Electronic companies are already making encrypted and secure portals available (at a cost), which may make the confidentiality question moot. But right now, it is hard to capture all of the facts—a little like “pushing Jello uphill.” I’m going to outline what I see as the pros and cons of email medicine so you, the readers of AAOS Now, can decide for yourself and let me know how you feel. Remember, this discussion is about emails other than those used as part of a process.


  1. Patients are able to be “engaged” quickly, easily, and with fewer aggravations than in a face-to-face office visit where they must contend with long waiting times, scheduling issues, and other hassles. The patient is what it is all about and the reason we are in business.
  2. Questions can be answered without long waits, playing phone “tag,” or going through a third party.
  3. Physicians can do a quick check on a patient’s status after surgery or an office procedure.
  4. Increased electronic communications nicely dovetail with electronic medical records, healthcare reform, and the Affordable Care Act.
  5. The physician’s popularity may increase (according to some) because the physician responds to patient emails.
  6. Email addresses can serve as a good marketing tool to grow a physician’s practice.

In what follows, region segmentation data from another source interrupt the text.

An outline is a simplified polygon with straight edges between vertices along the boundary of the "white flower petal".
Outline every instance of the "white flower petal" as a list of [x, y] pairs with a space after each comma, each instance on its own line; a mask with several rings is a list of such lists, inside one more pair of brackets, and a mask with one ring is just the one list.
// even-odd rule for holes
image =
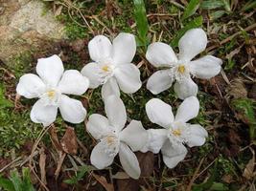
[[122, 142], [120, 143], [119, 159], [128, 176], [132, 179], [139, 179], [141, 173], [139, 161], [128, 146]]
[[170, 141], [166, 141], [161, 149], [163, 160], [169, 168], [174, 168], [183, 160], [187, 155], [187, 149], [183, 144], [172, 146]]
[[178, 57], [183, 61], [190, 61], [203, 52], [207, 45], [207, 35], [202, 29], [192, 29], [180, 38], [178, 42]]
[[101, 84], [100, 80], [100, 69], [97, 63], [91, 62], [86, 64], [81, 71], [81, 74], [86, 77], [88, 77], [90, 83], [89, 88], [98, 88]]
[[199, 112], [199, 101], [196, 96], [190, 96], [179, 105], [175, 121], [187, 122], [195, 118]]
[[81, 123], [86, 116], [86, 110], [81, 102], [65, 95], [61, 95], [59, 111], [63, 119], [71, 123]]
[[190, 77], [175, 83], [175, 92], [180, 99], [196, 96], [198, 91], [198, 85]]
[[[148, 142], [140, 150], [143, 153], [151, 151], [154, 154], [159, 153], [165, 141], [167, 141], [168, 130], [166, 129], [149, 129], [148, 132]], [[169, 140], [168, 140], [169, 141]]]
[[146, 103], [146, 113], [151, 122], [161, 127], [169, 128], [174, 122], [172, 107], [159, 98], [151, 98]]
[[65, 71], [58, 83], [58, 90], [67, 95], [81, 96], [89, 87], [89, 80], [76, 70]]
[[119, 65], [115, 69], [115, 77], [120, 89], [126, 94], [137, 92], [142, 85], [140, 71], [134, 64]]
[[153, 95], [168, 90], [173, 84], [172, 77], [170, 76], [170, 70], [157, 71], [149, 78], [147, 89]]
[[19, 78], [16, 92], [26, 98], [39, 97], [45, 91], [45, 84], [42, 80], [33, 74], [27, 74]]
[[136, 53], [135, 37], [131, 33], [121, 32], [113, 40], [114, 64], [130, 63]]
[[162, 42], [154, 42], [148, 47], [146, 58], [154, 67], [171, 66], [177, 61], [172, 47]]
[[220, 74], [221, 64], [221, 59], [212, 55], [205, 55], [199, 59], [190, 62], [190, 70], [197, 77], [209, 79]]
[[109, 124], [121, 131], [127, 122], [126, 107], [122, 99], [116, 96], [109, 96], [105, 99], [105, 111]]
[[131, 120], [119, 136], [120, 140], [128, 144], [132, 151], [140, 150], [148, 141], [148, 133], [138, 120]]
[[86, 129], [96, 139], [101, 139], [110, 132], [108, 119], [99, 114], [93, 114], [89, 117]]
[[88, 43], [88, 50], [91, 59], [98, 62], [110, 56], [112, 45], [107, 37], [97, 35]]
[[45, 105], [44, 101], [37, 100], [31, 110], [31, 119], [35, 123], [42, 123], [44, 127], [49, 126], [56, 120], [57, 106]]
[[46, 84], [52, 87], [58, 85], [63, 72], [62, 61], [58, 55], [40, 58], [37, 61], [36, 73]]
[[104, 169], [113, 163], [115, 156], [106, 154], [105, 149], [105, 143], [99, 142], [91, 152], [91, 163], [98, 169]]
[[115, 77], [110, 77], [102, 87], [103, 99], [105, 99], [107, 96], [111, 95], [120, 96], [120, 90]]
[[188, 146], [201, 146], [204, 144], [206, 138], [208, 137], [207, 131], [199, 124], [190, 125], [190, 136], [188, 138]]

  1. Diagnosis and treatment are problematic when the physician relies only on email.
  2. Email isn’t the same as face-to-face communication and may result in the loss of a personal doctor-patient relationship.
  3. An impersonal email can’t convey the intensity, magnitude, or acuteness of the problem, resulting in potentially missed diagnosis and misinterpreted treatment. The physician can’t practice the “art” of medicine via email.
  4. If patient information is sent through an unsecured non-encrypted portal, the physician may be in violation of HIPAA rules.
  5. The physician is unable to establish a rapport with the patient and to charge for the time spent on email.
  6. The patient may misunderstand the email, and the physician may not know whether the email was received and acted on.
  7. It all adds up to increased liability for physicians.

Although many people believe that the possibilities for using email and the Internet in medicine are endless and that medicine actually lags behind other fields in the electronic arena, I have my doubts. A recent study on physician use of email confirms that we probably have a long way to go before this practice becomes routine. (See “Can You Read Me Now?”) Till then, I’ll keep humming that old country tune.

“Third-rate Romance and Low-Rent Rendezvous” was originally recorded in 1975 by the Amazing Rhythm Aces and enjoyed only moderate success, but became a big hit 20 years later when country-and-western star Sammy Kershaw recorded it.

To me, email medicine today is “third-rate romance and low-rent rendezvous”; in 20 years or less, I’m sure that it will be a big hit!